Stanford Community Law Clinic Representing Those in Need

ROSA KNEW SHE WAS BEING CHEATED OUT OF WAGES. AFTER BEING FIRED FROM A SMALL GROCERY IN REDWOOD CITY, Rosa, a pseudonym, did something that would help prove her case: She photocopied a stack of her timecards before leaving the grocery for good. The second thing Rosa did certainly influenced the outcome of her claim: She took it to Larisa Bowman ’09 and the Stanford Community Law Clinic in East Palo Alto.

This wage and hours case typifies the many taken on by the clinic each year—ordinary citizens versus the employer or landlord. The clinic practices in three areas: wages and hour enforcement, landlord-tenant, and criminal expungement. Bowman won this one, having spent countless hours poring over the employer’s records and her client’s photocopies. Bowman filed the case in the state enforcement agency, where the official immediately saw that the employer had tampered with the records. A substantial settlement was negotiated on the spot.

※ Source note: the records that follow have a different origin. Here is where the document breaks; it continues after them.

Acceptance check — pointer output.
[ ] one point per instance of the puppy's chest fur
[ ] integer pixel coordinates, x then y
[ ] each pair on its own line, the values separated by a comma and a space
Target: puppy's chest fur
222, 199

Established to provide legal services to low-income residents of the area surrounding the law school, the Stanford Community Law Clinic (SCLC) is one of the few, often only, legal services options available. Its storefront home is busy with a steady flow of potential clients seeking help as they veer into the often intimidating world of courts and legal notices.

Little Case Model “I am very committed to the ‘little case’ model of clinical education,” says Juliet Brodie, who joined the law school faculty in 2006 as an associate professor of law and SCLC’s new director. “We chose our three practice areas because they give rise to cases that tend to be manageable for students, and that move quickly.” While the clinic also gets involved in policy-level projects—Chris Kramer, JD/MBA ’08, and Brodie have been working on behalf of a client this legislative session on a workers’ rights bill—the legal services cases are the “bread and butter” of the practice.

With a constant flow of cases, there’s opportunity. Students sharpen their legal skills on an average of six cases (per student) each semester, taking them from the initial interview through to litigation and negotiation—often within a matter of weeks.

“This was my third hearing and by now I feel like an old hand,” says Mark T. Finucane ’09, who has already secured three successful judgments for clients just two months into the spring semester. While the work done at SCLC is fast-paced, he explains, the first step of meeting the client is crucial.

“People often come to us in a state of extreme anxiety and part of our counseling job is to give them the confidence they need to assert their rights,” says Finucane. “Everything becomes less scary if you have somebody you can trust to explain your rights and to defend you in court.”

Stanford Community Law Clinic Representing Those in Need

Brodie has put her 10 years of clinical legal education experience to work—expanding the reach of this important training ground with the addition of eviction work, or “unlawful detainer” cases as they are called in California.

“No one was doing unlawful detainer work, so we saw a need in the community for this kind of representation,” says Brodie, who before joining the Stanford Law faculty was an assistant attorney general for the state of Wisconsin and then an associate clinical professor at the University of Wisconsin Law School.

Learning by Doing Students are responsible for their individual client cases from intake through disposition. And while they are supervised by Brodie, along with law school lecturer Danielle Jones, and (current) Jay M. Spears Fellow Jessica Steinberg ’04—they are given a lot of leeway as they work their way through their first real lawyering experiences.

Bowman observes that the faculty typically answer students’ questions with a question: “What do you think is the best way to handle this?” Though sometimes answering that question requires more than legal skills. Bowman, who hopes to be a “new take of an old-school poverty lawyer,” describes one recent eviction case as particularly challenging because of the client’s undiagnosed mental illness. “I didn’t see the world in the way that she did,” says Bowman. “But I’ve learned so much from her.” The case highlighted issues specific to dealing with clients who are struggling with the stresses of poverty and illness. But the reward of representing clients in need is clear.

“SCLC offers the chance to do very real work for real people with real problems,” says Finucane. “If the housing client we represented hadn’t found a lawyer, she and her son would almost certainly have been homeless.”